The first requirement is already happening: we are all getting connected to the internet, and start seeing that trying to stay isolated in a small local culture does not work anymore, since everything that is not good for anything outside of it will inexorably loop back into your life. It is for more and more people undeniable that we are now actively part of our spaceship Earth, as Buckminster Fuller called it. This more and more forces people to keep developing themselves psychologically and spiritually in order to be able to lose their egoic ways of thinking and being able to be part of our global organism. So, again, this is going on already and will develop more and more. When the amount of people that are spiritually transformed into more global, individually liberated people, reaches a critical mass, I believe that soon the whole of humanity reaches this new mode of being.

The greatest challenge lies however with the second requirement: having our intelligent creations develop themselves so that their benefit to humanity and the evolutionary system as a whole is the greatest.

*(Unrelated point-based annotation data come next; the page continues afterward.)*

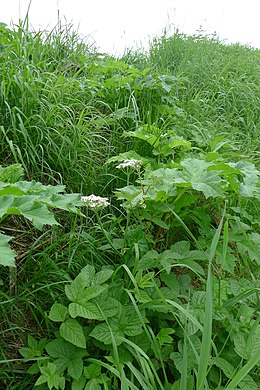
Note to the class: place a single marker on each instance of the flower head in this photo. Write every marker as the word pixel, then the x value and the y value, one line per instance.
pixel 130 163
pixel 95 202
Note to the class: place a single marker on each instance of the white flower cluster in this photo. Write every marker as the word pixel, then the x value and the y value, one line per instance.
pixel 95 202
pixel 130 163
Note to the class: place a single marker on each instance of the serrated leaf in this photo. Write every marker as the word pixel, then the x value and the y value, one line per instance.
pixel 72 331
pixel 247 383
pixel 225 366
pixel 93 384
pixel 7 254
pixel 108 306
pixel 58 312
pixel 50 375
pixel 66 356
pixel 79 384
pixel 86 310
pixel 102 333
pixel 92 371
pixel 103 276
pixel 164 336
pixel 201 179
pixel 240 346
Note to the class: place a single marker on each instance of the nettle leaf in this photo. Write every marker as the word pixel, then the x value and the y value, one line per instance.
pixel 7 254
pixel 49 374
pixel 164 336
pixel 132 194
pixel 225 366
pixel 66 356
pixel 108 306
pixel 148 261
pixel 76 290
pixel 58 312
pixel 36 212
pixel 7 203
pixel 79 384
pixel 93 384
pixel 92 371
pixel 227 262
pixel 103 275
pixel 86 310
pixel 65 202
pixel 72 331
pixel 106 334
pixel 151 134
pixel 34 349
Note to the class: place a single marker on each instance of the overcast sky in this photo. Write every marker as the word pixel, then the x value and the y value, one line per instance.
pixel 116 24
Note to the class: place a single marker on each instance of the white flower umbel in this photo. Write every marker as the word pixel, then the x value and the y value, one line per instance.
pixel 135 164
pixel 95 202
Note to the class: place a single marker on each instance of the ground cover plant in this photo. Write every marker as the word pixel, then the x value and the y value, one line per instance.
pixel 153 281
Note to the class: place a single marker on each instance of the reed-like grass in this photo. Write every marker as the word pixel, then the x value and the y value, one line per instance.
pixel 63 111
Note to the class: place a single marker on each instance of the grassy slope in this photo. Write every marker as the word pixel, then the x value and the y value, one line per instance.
pixel 62 125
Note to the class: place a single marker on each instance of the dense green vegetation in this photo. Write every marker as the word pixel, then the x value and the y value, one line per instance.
pixel 153 283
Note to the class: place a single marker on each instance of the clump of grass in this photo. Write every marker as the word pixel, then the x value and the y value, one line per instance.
pixel 63 112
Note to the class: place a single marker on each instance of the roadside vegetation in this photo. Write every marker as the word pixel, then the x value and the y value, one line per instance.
pixel 129 214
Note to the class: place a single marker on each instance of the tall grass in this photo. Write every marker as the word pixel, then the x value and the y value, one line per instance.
pixel 63 111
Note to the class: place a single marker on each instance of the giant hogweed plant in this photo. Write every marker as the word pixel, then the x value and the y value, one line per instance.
pixel 171 314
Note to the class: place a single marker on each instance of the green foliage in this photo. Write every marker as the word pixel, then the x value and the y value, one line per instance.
pixel 30 200
pixel 161 290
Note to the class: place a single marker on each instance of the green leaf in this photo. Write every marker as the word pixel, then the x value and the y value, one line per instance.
pixel 108 306
pixel 164 336
pixel 86 310
pixel 72 331
pixel 196 172
pixel 7 254
pixel 103 275
pixel 225 366
pixel 58 312
pixel 66 356
pixel 106 334
pixel 240 346
pixel 49 374
pixel 93 384
pixel 79 384
pixel 92 371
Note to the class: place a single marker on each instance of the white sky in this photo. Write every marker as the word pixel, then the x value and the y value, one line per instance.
pixel 116 24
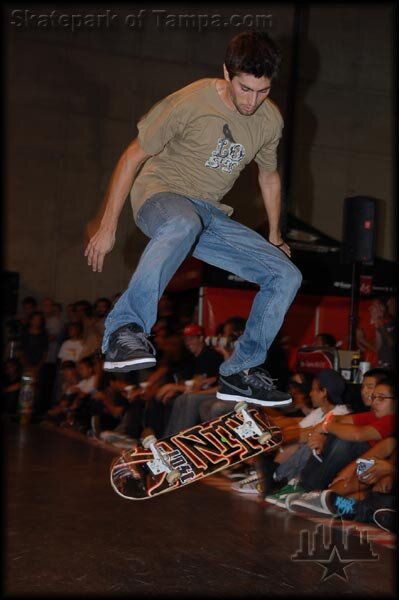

We must make sure, for example, that these things don't start killing themselves, or us. In Spore, evolution is still based on local behaviour, so the system is still based on physical survival. So it doesn't really go beyond what we already know. In our world though, we must make sure we transcend this local way of acting and keep continuously connected to the whole. The most important thing is that we have our future evolutionary products not just evolve based on what maximizes their chances of self-replication, but in terms of what makes humans happy. The first and foremost requirement for a holistic system we create ourselces is that we feel at home in it, and be happy, simply said. Because these developments are still in their early childhood, my words sound obvious, though I feel that this is where I should start, before going into more depth about how exactly it should happen. Another important aspect of our future evolutionary products is that they should not be myopic and limited to sensing their local environment, but always actively connected to a global network where they can tap into to get information that guides their behaviour.

I will stop here for now, the main point being again that if we take evolution into our own hands and become a universal species, the task is daunting. Ervin Laszlo said that a reason why we don't see intelligent life in other parts of the universe might be that at one point of evolution, civilizations destroy themselves. We are in a very dangerous period, since we are now about to pass the point of the Singularity, as Ray Kurzweil puts it. We are becoming one with our technologies and must make sure we can do this harmoniously, and with complete empathy for each other. If this is not the case, we might cause our own extinction. Or at least the extinction of the biological, human form as we know it.